History, asked by ngimiatonglim, 3 months ago

With reference to the development of the Cold War comment on:
(a) The Yalta Conference of February, 1945.​

Answers

Answered by abhinav2618
1

Answer:

The Cold War was a struggle for world dominance between the capitalist United States and the communist Soviet Union.

At the Yalta Conference, the United States, the Soviet Union, the United Kingdom, and France agreed to split Germany into four zones of occupation after the war.

The US ambassador in Moscow warned that the Soviet Union desired to expand throughout the world and prescribed the "containment" of communism as the chief US foreign policy strategy.

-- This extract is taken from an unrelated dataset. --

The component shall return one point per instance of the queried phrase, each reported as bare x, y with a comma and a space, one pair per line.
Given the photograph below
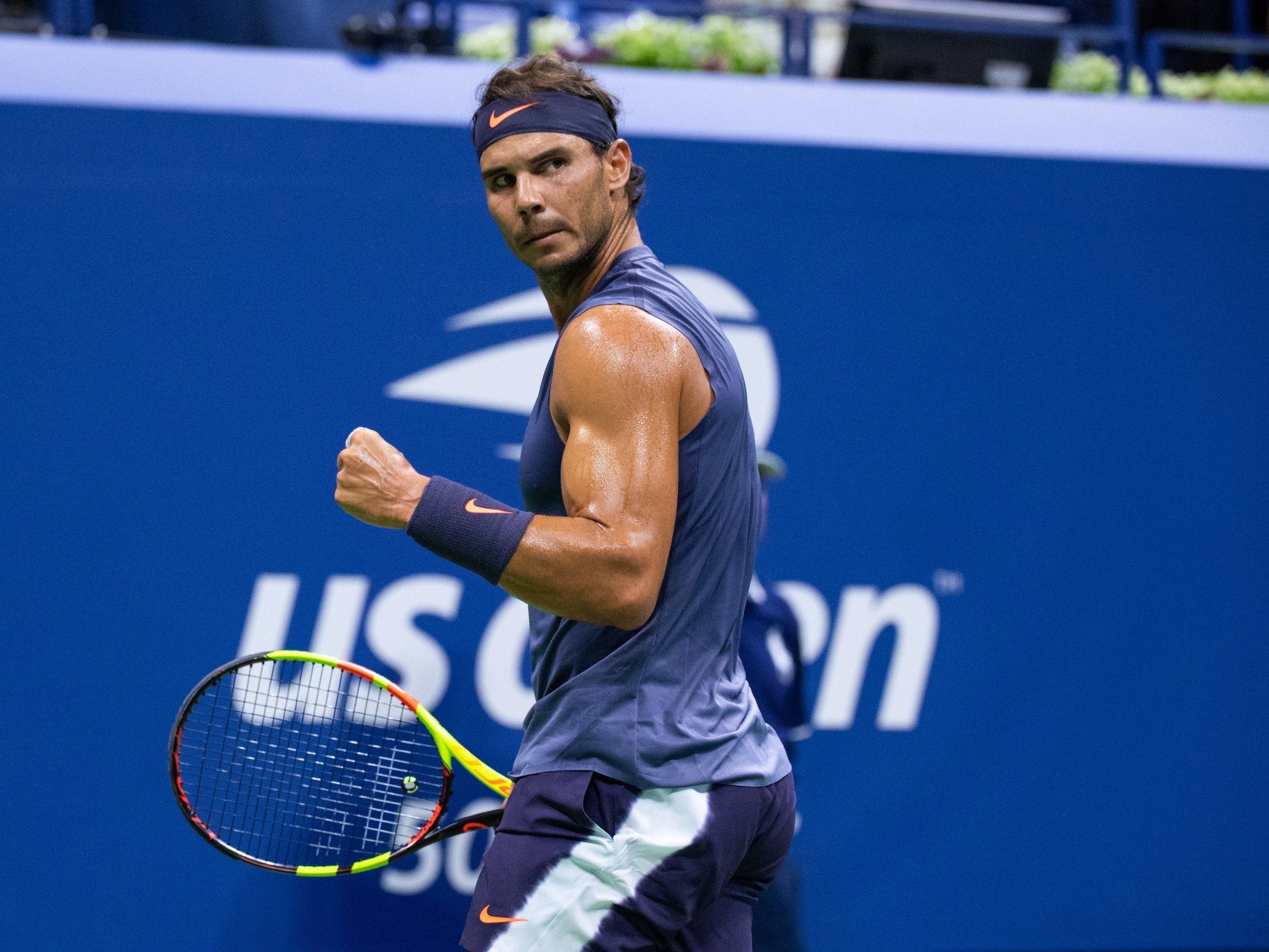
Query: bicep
616, 399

The United States, the United Kingdom, and the Soviet Union worked together to win World War II, but their relationship was tense and fraught from the beginning. The Soviet Union originally had signed a Non-Aggression Pact with Nazi Germany in 1939; the USSR only entered the war on the side of the Allies when Hitler double-crossed Soviet Premier Joseph Stalin and invaded Russia in 1941. This proved to be a fatal mistake for Hitler: the Russians eventually stalled his invasion and overtook all of the territory the Nazis had conquered in Eastern Europe.^1  

Before the war's end, the leaders of the Allied powers met at the Russian resort town of Yalta to plan for the future after Hitler's defeat. At this Yalta Conference, they could not agree on much, but they did agree that any remnant of Nazi power had to be stamped out of Germany. To this end, they agreed to divide Germany, as well as the city of Berlin, into four zones, each of which would be occupied by one of the major Allied powers (the "Big Four"): France, the United Kingdom, the United States, and the Soviet Union.